The move follows a tense meeting on Tuesday in which Defense Secretary Pete Hegseth gave Anthropic CEO Dario Amodei a deadline of 5:01 p.m. Friday to agree to the Pentagon’s terms. If Anthropic does not comply, Hegseth warned the administration would either invoke the Defense Production Act to compel Anthropic to modify Claude for military use, or declare the company a supply chain risk. Wednesday’s outreach to major contractors suggests the Pentagon may be leaning toward the supply chain risk route.

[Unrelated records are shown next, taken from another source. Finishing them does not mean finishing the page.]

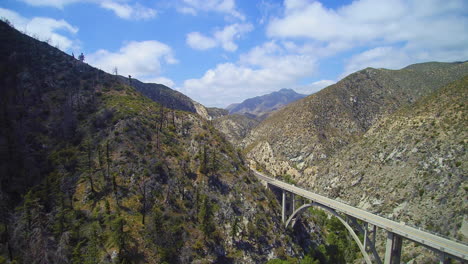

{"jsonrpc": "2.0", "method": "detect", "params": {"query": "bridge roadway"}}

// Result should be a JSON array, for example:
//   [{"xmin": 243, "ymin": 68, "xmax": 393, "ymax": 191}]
[{"xmin": 252, "ymin": 169, "xmax": 468, "ymax": 262}]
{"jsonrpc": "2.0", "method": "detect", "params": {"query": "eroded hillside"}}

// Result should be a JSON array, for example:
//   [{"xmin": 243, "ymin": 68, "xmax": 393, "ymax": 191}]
[
  {"xmin": 0, "ymin": 22, "xmax": 308, "ymax": 263},
  {"xmin": 243, "ymin": 63, "xmax": 468, "ymax": 177},
  {"xmin": 303, "ymin": 77, "xmax": 468, "ymax": 241}
]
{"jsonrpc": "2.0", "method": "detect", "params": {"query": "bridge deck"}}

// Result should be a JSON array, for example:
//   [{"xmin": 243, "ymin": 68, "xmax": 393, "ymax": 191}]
[{"xmin": 253, "ymin": 170, "xmax": 468, "ymax": 260}]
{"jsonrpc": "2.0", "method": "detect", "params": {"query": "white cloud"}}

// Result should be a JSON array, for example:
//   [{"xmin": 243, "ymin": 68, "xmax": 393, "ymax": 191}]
[
  {"xmin": 177, "ymin": 42, "xmax": 316, "ymax": 107},
  {"xmin": 186, "ymin": 23, "xmax": 253, "ymax": 52},
  {"xmin": 17, "ymin": 0, "xmax": 82, "ymax": 8},
  {"xmin": 267, "ymin": 0, "xmax": 468, "ymax": 73},
  {"xmin": 293, "ymin": 80, "xmax": 336, "ymax": 95},
  {"xmin": 341, "ymin": 43, "xmax": 468, "ymax": 77},
  {"xmin": 101, "ymin": 1, "xmax": 156, "ymax": 20},
  {"xmin": 0, "ymin": 8, "xmax": 78, "ymax": 51},
  {"xmin": 87, "ymin": 40, "xmax": 177, "ymax": 80},
  {"xmin": 21, "ymin": 0, "xmax": 157, "ymax": 20},
  {"xmin": 141, "ymin": 76, "xmax": 175, "ymax": 88},
  {"xmin": 186, "ymin": 32, "xmax": 218, "ymax": 50},
  {"xmin": 177, "ymin": 0, "xmax": 245, "ymax": 20}
]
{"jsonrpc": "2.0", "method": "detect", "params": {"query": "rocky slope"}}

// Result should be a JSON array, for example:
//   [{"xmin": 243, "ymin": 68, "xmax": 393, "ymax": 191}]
[
  {"xmin": 228, "ymin": 89, "xmax": 306, "ymax": 117},
  {"xmin": 0, "ymin": 22, "xmax": 310, "ymax": 263},
  {"xmin": 117, "ymin": 76, "xmax": 229, "ymax": 120},
  {"xmin": 213, "ymin": 114, "xmax": 260, "ymax": 147},
  {"xmin": 303, "ymin": 76, "xmax": 468, "ymax": 242},
  {"xmin": 243, "ymin": 62, "xmax": 468, "ymax": 175}
]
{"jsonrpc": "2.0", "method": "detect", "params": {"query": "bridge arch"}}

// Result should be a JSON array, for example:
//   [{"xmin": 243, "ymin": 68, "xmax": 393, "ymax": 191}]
[{"xmin": 286, "ymin": 203, "xmax": 372, "ymax": 264}]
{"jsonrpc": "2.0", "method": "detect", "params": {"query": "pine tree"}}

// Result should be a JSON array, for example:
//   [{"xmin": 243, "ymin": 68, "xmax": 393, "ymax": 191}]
[
  {"xmin": 198, "ymin": 195, "xmax": 214, "ymax": 236},
  {"xmin": 200, "ymin": 145, "xmax": 208, "ymax": 174}
]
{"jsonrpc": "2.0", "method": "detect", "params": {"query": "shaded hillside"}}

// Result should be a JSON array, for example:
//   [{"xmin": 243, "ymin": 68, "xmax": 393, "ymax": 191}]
[
  {"xmin": 206, "ymin": 107, "xmax": 229, "ymax": 119},
  {"xmin": 213, "ymin": 114, "xmax": 260, "ymax": 146},
  {"xmin": 228, "ymin": 89, "xmax": 306, "ymax": 116},
  {"xmin": 301, "ymin": 76, "xmax": 468, "ymax": 263},
  {"xmin": 119, "ymin": 76, "xmax": 197, "ymax": 113},
  {"xmin": 0, "ymin": 22, "xmax": 308, "ymax": 263},
  {"xmin": 244, "ymin": 63, "xmax": 468, "ymax": 177},
  {"xmin": 304, "ymin": 76, "xmax": 468, "ymax": 241}
]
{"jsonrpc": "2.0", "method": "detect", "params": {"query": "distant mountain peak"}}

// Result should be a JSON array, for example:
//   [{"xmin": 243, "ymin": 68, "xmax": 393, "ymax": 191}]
[{"xmin": 227, "ymin": 88, "xmax": 306, "ymax": 117}]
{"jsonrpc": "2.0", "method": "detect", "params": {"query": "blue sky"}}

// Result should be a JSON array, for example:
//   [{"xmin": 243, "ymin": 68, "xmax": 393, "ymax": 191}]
[{"xmin": 0, "ymin": 0, "xmax": 468, "ymax": 107}]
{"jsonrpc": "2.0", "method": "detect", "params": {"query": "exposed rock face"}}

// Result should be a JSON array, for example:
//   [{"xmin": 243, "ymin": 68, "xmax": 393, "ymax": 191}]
[
  {"xmin": 227, "ymin": 89, "xmax": 306, "ymax": 117},
  {"xmin": 304, "ymin": 76, "xmax": 468, "ymax": 241},
  {"xmin": 213, "ymin": 114, "xmax": 260, "ymax": 147},
  {"xmin": 0, "ymin": 22, "xmax": 310, "ymax": 263},
  {"xmin": 119, "ymin": 76, "xmax": 197, "ymax": 113},
  {"xmin": 242, "ymin": 62, "xmax": 468, "ymax": 263}
]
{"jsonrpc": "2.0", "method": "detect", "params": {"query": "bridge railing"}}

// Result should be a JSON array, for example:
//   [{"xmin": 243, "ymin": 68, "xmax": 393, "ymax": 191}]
[{"xmin": 260, "ymin": 172, "xmax": 468, "ymax": 245}]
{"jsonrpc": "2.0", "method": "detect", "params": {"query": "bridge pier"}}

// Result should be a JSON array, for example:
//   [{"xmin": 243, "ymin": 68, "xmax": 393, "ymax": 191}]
[
  {"xmin": 281, "ymin": 190, "xmax": 286, "ymax": 223},
  {"xmin": 254, "ymin": 168, "xmax": 468, "ymax": 264},
  {"xmin": 384, "ymin": 231, "xmax": 402, "ymax": 264}
]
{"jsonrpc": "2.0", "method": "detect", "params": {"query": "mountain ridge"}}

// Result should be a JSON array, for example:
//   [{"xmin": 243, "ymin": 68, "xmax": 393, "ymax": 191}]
[{"xmin": 228, "ymin": 88, "xmax": 306, "ymax": 117}]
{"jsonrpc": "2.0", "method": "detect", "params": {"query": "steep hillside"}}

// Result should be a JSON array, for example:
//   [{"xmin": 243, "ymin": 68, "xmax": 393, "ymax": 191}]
[
  {"xmin": 304, "ymin": 76, "xmax": 468, "ymax": 242},
  {"xmin": 213, "ymin": 114, "xmax": 260, "ymax": 146},
  {"xmin": 118, "ymin": 76, "xmax": 228, "ymax": 120},
  {"xmin": 229, "ymin": 89, "xmax": 306, "ymax": 116},
  {"xmin": 119, "ymin": 76, "xmax": 197, "ymax": 113},
  {"xmin": 0, "ymin": 22, "xmax": 308, "ymax": 263},
  {"xmin": 244, "ymin": 62, "xmax": 468, "ymax": 176}
]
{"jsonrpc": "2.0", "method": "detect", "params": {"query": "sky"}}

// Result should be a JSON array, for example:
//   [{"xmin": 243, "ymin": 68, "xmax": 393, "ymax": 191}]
[{"xmin": 0, "ymin": 0, "xmax": 468, "ymax": 107}]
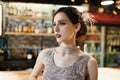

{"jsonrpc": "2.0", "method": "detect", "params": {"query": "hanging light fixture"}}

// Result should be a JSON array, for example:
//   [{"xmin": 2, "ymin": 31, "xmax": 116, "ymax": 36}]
[{"xmin": 101, "ymin": 0, "xmax": 114, "ymax": 5}]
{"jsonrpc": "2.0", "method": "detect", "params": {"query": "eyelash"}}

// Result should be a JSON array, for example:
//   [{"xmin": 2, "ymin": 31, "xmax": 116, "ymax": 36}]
[{"xmin": 53, "ymin": 22, "xmax": 66, "ymax": 27}]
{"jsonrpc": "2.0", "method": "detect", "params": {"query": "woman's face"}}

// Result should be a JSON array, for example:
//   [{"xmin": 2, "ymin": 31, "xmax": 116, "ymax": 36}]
[{"xmin": 53, "ymin": 12, "xmax": 76, "ymax": 43}]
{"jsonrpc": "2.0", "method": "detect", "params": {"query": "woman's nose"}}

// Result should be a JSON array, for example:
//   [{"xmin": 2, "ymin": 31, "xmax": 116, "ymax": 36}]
[{"xmin": 54, "ymin": 26, "xmax": 60, "ymax": 32}]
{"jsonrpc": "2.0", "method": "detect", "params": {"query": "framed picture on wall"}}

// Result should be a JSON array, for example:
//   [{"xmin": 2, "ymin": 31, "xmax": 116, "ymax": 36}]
[{"xmin": 0, "ymin": 4, "xmax": 3, "ymax": 36}]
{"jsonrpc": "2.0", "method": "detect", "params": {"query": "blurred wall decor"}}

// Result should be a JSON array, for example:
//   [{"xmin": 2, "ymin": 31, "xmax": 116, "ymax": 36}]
[{"xmin": 0, "ymin": 4, "xmax": 3, "ymax": 36}]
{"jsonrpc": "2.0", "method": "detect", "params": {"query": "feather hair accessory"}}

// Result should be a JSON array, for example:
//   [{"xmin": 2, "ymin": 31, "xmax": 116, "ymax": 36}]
[{"xmin": 81, "ymin": 11, "xmax": 97, "ymax": 25}]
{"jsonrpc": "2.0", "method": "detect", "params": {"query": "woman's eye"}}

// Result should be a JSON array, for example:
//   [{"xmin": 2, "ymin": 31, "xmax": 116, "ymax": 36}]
[{"xmin": 60, "ymin": 22, "xmax": 66, "ymax": 25}]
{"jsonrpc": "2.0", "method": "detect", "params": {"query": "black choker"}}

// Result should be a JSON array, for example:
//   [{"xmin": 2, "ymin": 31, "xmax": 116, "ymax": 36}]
[{"xmin": 57, "ymin": 46, "xmax": 79, "ymax": 54}]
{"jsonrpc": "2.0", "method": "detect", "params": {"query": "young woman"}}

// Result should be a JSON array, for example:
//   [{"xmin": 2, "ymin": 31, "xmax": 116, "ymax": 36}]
[{"xmin": 30, "ymin": 7, "xmax": 98, "ymax": 80}]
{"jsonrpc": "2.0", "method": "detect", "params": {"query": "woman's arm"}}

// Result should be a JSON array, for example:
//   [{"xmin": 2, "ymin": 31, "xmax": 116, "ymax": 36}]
[
  {"xmin": 87, "ymin": 57, "xmax": 98, "ymax": 80},
  {"xmin": 29, "ymin": 50, "xmax": 46, "ymax": 80}
]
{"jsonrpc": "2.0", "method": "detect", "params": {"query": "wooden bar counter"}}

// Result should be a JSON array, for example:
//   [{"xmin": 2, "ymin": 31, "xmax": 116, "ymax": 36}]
[{"xmin": 0, "ymin": 68, "xmax": 120, "ymax": 80}]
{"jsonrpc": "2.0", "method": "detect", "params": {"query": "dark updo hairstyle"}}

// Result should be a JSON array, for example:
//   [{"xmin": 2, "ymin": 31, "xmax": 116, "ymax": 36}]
[{"xmin": 53, "ymin": 7, "xmax": 87, "ymax": 41}]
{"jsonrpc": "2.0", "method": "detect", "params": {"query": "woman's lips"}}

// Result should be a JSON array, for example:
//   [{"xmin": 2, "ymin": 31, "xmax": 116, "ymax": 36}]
[{"xmin": 55, "ymin": 34, "xmax": 61, "ymax": 38}]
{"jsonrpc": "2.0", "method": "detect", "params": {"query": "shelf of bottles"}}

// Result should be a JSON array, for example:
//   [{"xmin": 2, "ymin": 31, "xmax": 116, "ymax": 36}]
[
  {"xmin": 84, "ymin": 25, "xmax": 102, "ymax": 66},
  {"xmin": 5, "ymin": 2, "xmax": 54, "ymax": 36},
  {"xmin": 106, "ymin": 27, "xmax": 120, "ymax": 67}
]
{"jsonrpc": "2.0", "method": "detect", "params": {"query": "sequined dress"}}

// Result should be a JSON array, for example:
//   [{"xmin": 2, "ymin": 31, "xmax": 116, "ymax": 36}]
[{"xmin": 42, "ymin": 49, "xmax": 90, "ymax": 80}]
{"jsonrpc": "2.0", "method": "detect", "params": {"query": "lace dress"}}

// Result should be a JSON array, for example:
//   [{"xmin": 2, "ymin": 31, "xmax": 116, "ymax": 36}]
[{"xmin": 42, "ymin": 49, "xmax": 90, "ymax": 80}]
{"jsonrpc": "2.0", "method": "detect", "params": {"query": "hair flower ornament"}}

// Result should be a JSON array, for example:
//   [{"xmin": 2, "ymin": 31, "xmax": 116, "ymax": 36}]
[{"xmin": 81, "ymin": 12, "xmax": 97, "ymax": 25}]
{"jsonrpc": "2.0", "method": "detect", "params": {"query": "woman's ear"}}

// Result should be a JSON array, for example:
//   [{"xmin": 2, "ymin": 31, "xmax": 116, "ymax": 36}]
[{"xmin": 75, "ymin": 23, "xmax": 81, "ymax": 32}]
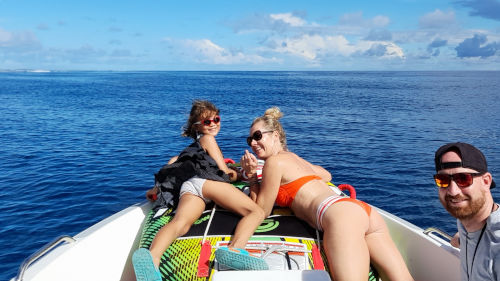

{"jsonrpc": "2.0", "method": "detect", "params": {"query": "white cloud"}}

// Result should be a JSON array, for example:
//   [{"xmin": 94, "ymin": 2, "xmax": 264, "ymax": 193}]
[
  {"xmin": 165, "ymin": 39, "xmax": 277, "ymax": 65},
  {"xmin": 418, "ymin": 9, "xmax": 456, "ymax": 28},
  {"xmin": 269, "ymin": 13, "xmax": 307, "ymax": 27},
  {"xmin": 272, "ymin": 34, "xmax": 405, "ymax": 63},
  {"xmin": 339, "ymin": 12, "xmax": 391, "ymax": 28}
]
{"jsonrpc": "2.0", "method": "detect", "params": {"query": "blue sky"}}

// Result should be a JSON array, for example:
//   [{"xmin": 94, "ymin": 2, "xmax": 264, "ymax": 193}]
[{"xmin": 0, "ymin": 0, "xmax": 500, "ymax": 70}]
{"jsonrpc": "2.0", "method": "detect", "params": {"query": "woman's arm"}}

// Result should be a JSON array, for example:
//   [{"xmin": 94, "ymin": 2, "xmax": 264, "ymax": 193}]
[{"xmin": 200, "ymin": 135, "xmax": 238, "ymax": 181}]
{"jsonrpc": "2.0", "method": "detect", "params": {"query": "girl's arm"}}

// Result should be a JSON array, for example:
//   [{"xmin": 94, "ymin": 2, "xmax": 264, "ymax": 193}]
[
  {"xmin": 200, "ymin": 135, "xmax": 238, "ymax": 182},
  {"xmin": 257, "ymin": 156, "xmax": 283, "ymax": 217}
]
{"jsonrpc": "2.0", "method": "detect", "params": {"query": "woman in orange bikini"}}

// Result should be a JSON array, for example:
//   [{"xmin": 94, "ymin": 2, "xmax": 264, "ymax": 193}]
[{"xmin": 219, "ymin": 107, "xmax": 413, "ymax": 281}]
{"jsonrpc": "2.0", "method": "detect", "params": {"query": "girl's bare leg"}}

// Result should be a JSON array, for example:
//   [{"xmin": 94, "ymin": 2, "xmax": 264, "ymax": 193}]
[
  {"xmin": 203, "ymin": 180, "xmax": 264, "ymax": 248},
  {"xmin": 366, "ymin": 209, "xmax": 413, "ymax": 281},
  {"xmin": 149, "ymin": 193, "xmax": 205, "ymax": 268},
  {"xmin": 322, "ymin": 202, "xmax": 370, "ymax": 281}
]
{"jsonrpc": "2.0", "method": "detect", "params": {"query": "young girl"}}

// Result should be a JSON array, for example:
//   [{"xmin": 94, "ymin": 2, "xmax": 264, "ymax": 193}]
[{"xmin": 132, "ymin": 100, "xmax": 264, "ymax": 281}]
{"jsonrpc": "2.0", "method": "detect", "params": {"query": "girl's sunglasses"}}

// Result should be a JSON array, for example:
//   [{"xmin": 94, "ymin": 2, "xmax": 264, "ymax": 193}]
[
  {"xmin": 247, "ymin": 130, "xmax": 274, "ymax": 146},
  {"xmin": 434, "ymin": 173, "xmax": 484, "ymax": 188},
  {"xmin": 194, "ymin": 115, "xmax": 220, "ymax": 126}
]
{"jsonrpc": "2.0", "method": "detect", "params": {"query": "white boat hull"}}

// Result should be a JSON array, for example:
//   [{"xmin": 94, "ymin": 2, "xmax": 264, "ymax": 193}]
[{"xmin": 12, "ymin": 203, "xmax": 460, "ymax": 281}]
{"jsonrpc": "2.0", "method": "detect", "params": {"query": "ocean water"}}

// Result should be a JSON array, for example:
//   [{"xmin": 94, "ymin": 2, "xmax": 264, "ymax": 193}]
[{"xmin": 0, "ymin": 72, "xmax": 500, "ymax": 280}]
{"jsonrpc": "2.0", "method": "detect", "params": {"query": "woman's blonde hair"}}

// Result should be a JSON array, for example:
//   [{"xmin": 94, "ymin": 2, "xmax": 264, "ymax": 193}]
[
  {"xmin": 181, "ymin": 100, "xmax": 219, "ymax": 140},
  {"xmin": 252, "ymin": 106, "xmax": 288, "ymax": 150}
]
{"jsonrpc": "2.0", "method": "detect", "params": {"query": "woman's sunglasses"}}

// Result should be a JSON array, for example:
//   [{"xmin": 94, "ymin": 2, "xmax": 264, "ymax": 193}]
[
  {"xmin": 434, "ymin": 173, "xmax": 484, "ymax": 188},
  {"xmin": 247, "ymin": 130, "xmax": 274, "ymax": 146},
  {"xmin": 194, "ymin": 115, "xmax": 220, "ymax": 126}
]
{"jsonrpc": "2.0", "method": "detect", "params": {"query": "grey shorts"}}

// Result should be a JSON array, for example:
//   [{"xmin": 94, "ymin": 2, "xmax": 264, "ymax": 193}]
[{"xmin": 179, "ymin": 177, "xmax": 211, "ymax": 204}]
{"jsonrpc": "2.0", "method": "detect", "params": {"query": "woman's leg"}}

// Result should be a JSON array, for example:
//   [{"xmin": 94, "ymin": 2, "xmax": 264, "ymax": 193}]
[
  {"xmin": 322, "ymin": 202, "xmax": 370, "ymax": 281},
  {"xmin": 149, "ymin": 193, "xmax": 205, "ymax": 268},
  {"xmin": 203, "ymin": 180, "xmax": 264, "ymax": 248},
  {"xmin": 366, "ymin": 209, "xmax": 413, "ymax": 281}
]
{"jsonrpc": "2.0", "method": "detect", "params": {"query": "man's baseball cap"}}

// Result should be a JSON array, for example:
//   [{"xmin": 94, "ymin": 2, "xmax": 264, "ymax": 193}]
[{"xmin": 434, "ymin": 142, "xmax": 496, "ymax": 189}]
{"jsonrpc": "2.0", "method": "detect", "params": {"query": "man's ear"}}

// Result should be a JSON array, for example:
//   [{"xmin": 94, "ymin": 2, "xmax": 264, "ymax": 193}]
[{"xmin": 481, "ymin": 172, "xmax": 493, "ymax": 190}]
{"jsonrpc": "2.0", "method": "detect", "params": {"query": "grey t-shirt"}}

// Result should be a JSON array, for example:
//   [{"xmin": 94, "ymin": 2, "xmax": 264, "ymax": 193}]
[{"xmin": 457, "ymin": 203, "xmax": 500, "ymax": 281}]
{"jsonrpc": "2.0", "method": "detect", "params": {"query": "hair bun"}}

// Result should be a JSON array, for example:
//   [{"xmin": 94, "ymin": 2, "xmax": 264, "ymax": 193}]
[{"xmin": 264, "ymin": 106, "xmax": 283, "ymax": 120}]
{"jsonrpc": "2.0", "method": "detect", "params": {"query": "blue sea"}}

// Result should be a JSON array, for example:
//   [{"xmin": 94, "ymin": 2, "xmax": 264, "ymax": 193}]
[{"xmin": 0, "ymin": 71, "xmax": 500, "ymax": 280}]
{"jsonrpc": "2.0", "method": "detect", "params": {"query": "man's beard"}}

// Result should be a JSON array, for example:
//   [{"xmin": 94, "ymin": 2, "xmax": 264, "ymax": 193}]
[{"xmin": 439, "ymin": 192, "xmax": 486, "ymax": 220}]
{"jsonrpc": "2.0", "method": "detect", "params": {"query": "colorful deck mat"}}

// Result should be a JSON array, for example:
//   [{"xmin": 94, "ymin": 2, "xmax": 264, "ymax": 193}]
[{"xmin": 139, "ymin": 183, "xmax": 378, "ymax": 281}]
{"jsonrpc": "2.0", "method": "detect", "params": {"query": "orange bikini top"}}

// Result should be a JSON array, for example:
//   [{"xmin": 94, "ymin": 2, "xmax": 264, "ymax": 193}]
[{"xmin": 275, "ymin": 175, "xmax": 321, "ymax": 207}]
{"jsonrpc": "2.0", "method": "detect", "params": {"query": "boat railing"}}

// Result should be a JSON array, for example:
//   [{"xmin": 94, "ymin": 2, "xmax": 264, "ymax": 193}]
[
  {"xmin": 14, "ymin": 235, "xmax": 76, "ymax": 281},
  {"xmin": 424, "ymin": 227, "xmax": 452, "ymax": 242}
]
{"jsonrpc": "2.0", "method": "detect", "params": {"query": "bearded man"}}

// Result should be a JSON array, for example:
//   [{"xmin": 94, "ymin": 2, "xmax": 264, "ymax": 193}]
[{"xmin": 434, "ymin": 142, "xmax": 500, "ymax": 281}]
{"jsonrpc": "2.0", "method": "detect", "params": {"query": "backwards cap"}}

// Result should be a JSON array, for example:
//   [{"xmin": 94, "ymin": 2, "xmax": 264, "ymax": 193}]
[{"xmin": 434, "ymin": 142, "xmax": 496, "ymax": 189}]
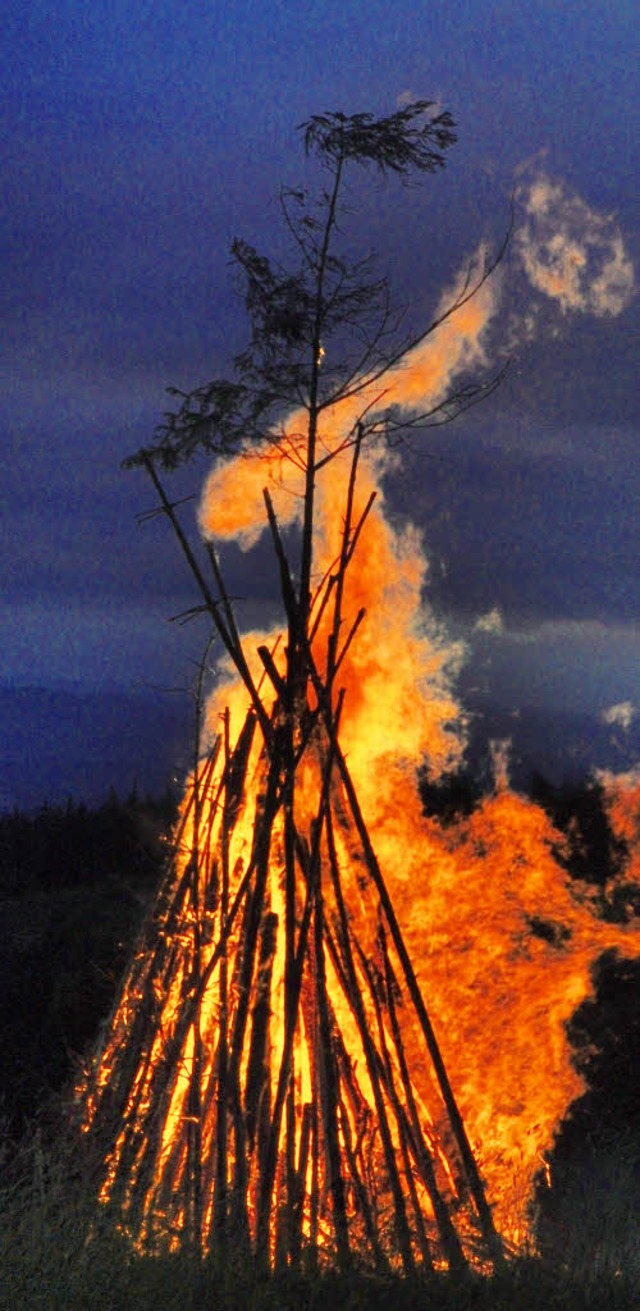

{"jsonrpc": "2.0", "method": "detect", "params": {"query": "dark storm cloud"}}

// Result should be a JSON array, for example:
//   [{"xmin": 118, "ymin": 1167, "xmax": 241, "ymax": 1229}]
[{"xmin": 0, "ymin": 0, "xmax": 639, "ymax": 707}]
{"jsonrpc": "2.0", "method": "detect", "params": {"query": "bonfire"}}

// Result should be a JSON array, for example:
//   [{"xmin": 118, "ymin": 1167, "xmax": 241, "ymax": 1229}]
[{"xmin": 79, "ymin": 102, "xmax": 639, "ymax": 1273}]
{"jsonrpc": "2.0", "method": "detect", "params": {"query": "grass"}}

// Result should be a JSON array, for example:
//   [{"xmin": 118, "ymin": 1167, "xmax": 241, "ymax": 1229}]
[{"xmin": 0, "ymin": 1135, "xmax": 640, "ymax": 1311}]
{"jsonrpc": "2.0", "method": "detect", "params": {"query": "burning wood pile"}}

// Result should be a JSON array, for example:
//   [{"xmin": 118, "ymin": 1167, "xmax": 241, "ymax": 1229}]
[
  {"xmin": 77, "ymin": 102, "xmax": 639, "ymax": 1272},
  {"xmin": 76, "ymin": 431, "xmax": 501, "ymax": 1272}
]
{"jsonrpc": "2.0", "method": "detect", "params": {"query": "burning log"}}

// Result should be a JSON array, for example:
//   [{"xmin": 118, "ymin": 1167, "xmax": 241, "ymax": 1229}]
[{"xmin": 77, "ymin": 102, "xmax": 640, "ymax": 1273}]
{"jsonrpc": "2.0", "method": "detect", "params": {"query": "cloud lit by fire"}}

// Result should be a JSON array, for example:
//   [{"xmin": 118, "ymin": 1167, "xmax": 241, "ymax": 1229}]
[{"xmin": 515, "ymin": 173, "xmax": 635, "ymax": 317}]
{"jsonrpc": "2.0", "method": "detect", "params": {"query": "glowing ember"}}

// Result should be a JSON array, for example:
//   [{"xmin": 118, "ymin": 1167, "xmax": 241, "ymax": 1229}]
[
  {"xmin": 76, "ymin": 416, "xmax": 640, "ymax": 1266},
  {"xmin": 79, "ymin": 102, "xmax": 640, "ymax": 1272}
]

The core dispute is over Anthropic’s refusal to lift its safety guardrails. The Pentagon wants to use Claude for all lawful purposes without having to seek approval for individual use cases. Anthropic has held firm on blocking Claude’s use for mass surveillance of Americans and for autonomous weapons systems that fire without human involvement. CEO Dario Amodei has personally highlighted both areas as among the most significant dangers posed by AI.

The stakes are significant. Claude is currently the only AI model operating in the military’s classified systems and was used during the operation to capture former Venezuelan President Nicolás Maduro through Anthropic’s partnership with Palantir. The Pentagon acknowledges Claude is the most capable model for a number of military use cases but is exploring alternatives. Elon Musk’s xAI has already signed a deal to enter classified systems under the all-lawful-use standard Anthropic has rejected. Google’s Gemini is described as a strong alternative, and both Google and OpenAI are in negotiations about moving into classified systems, though the Pentagon says they would also need to lift their own safeguards to do so.

A supply chain risk designation could be a significant blow to Anthropic if government-adjacent companies begin removing Claude from their operations. However, some observers note the Pentagon’s outreach to contractors may be more of a pressure tactic than an immediate move to cut ties. Anthropic described Tuesday’s meeting as a continuation of good-faith conversations about usage policy. The Friday deadline leaves little time for a resolution.